Squid – Bright Green Field (2021)

   Il ne faut pas s’attendre comme sa pochette le suggère à une musique tranquille et des prairies vertes. Dans le premier album de Squid on n’est pas dans l’Angleterre pastorale mais dans le monde covid/post-brexit distordu, anxieux, instable ou leur post-punk/math rock va comme un gant. Bright Green Fields est une juxtaposition de structures rythmiques angulaires, d’accords dissonants, de contretemps mais également de moments calmes et harmonieux.

   Leur musique nous tient en haleine du début jusqu’à la fin, nous interpelle sur le présent et le futur. On a tout de suite envie d’aller jusqu’au bout de cette ballade ambitieuse, atypique, inouïe truffée de sons surprenants et de mouvements perpétuels. On est poussés à se mettre au premier rang de leur scène pour mieux contempler ce monstre à cinq têtes. Pour mieux saisir ses notes inattendues, danser sur ses grooves, vibrer sur ses riffs, explorer le paysage urbain qu’il veut dresser à travers chacune de ses compositions.

 

The Coral – Coral Island (2021)

   Cela faisait 14 ans que j’attendais cet album… Depuis la sortie de Roots and Echoes en 2007, j’avais en vain cherché son successeur dans les œuvres du groupe anglais The Coral.
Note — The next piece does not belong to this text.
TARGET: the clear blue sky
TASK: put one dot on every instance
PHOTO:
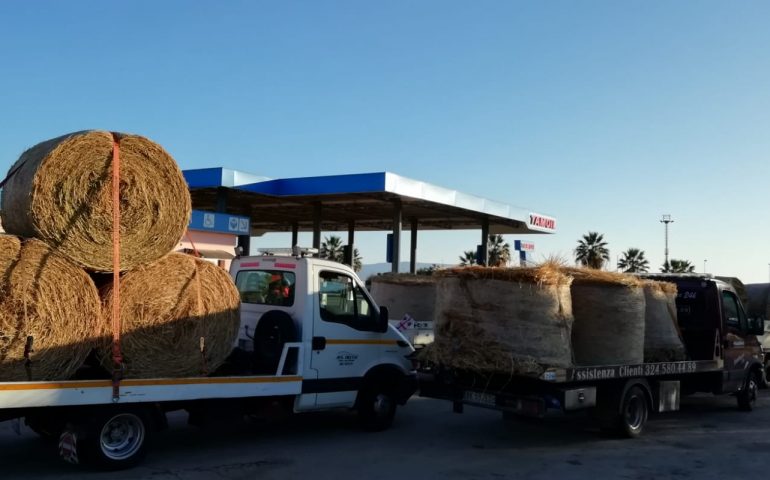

J’étais tombé dans le piège de découverte d’un groupe par son meilleur album et tout ce qu’ils avaient fait avant ou après me paraissait moins bon. Pourtant il y avait de très belles pièces dans leur discographie et la sortie du plus beau corail était une question de temps.

   The Coral Island est exceptionnel. Par sa longueur (double album), ses harmonies chaleureuses, ses guitares acoustiques et électriques, ses rythmiques pop/folk/country, sa conception (en deux disques Welcome to the Coral Island / The Ghost of Coral Island), ses chansons féeriques mises en valeur par les vocaux de James Skelly et entrecoupées par les narrations du poète Liam Power.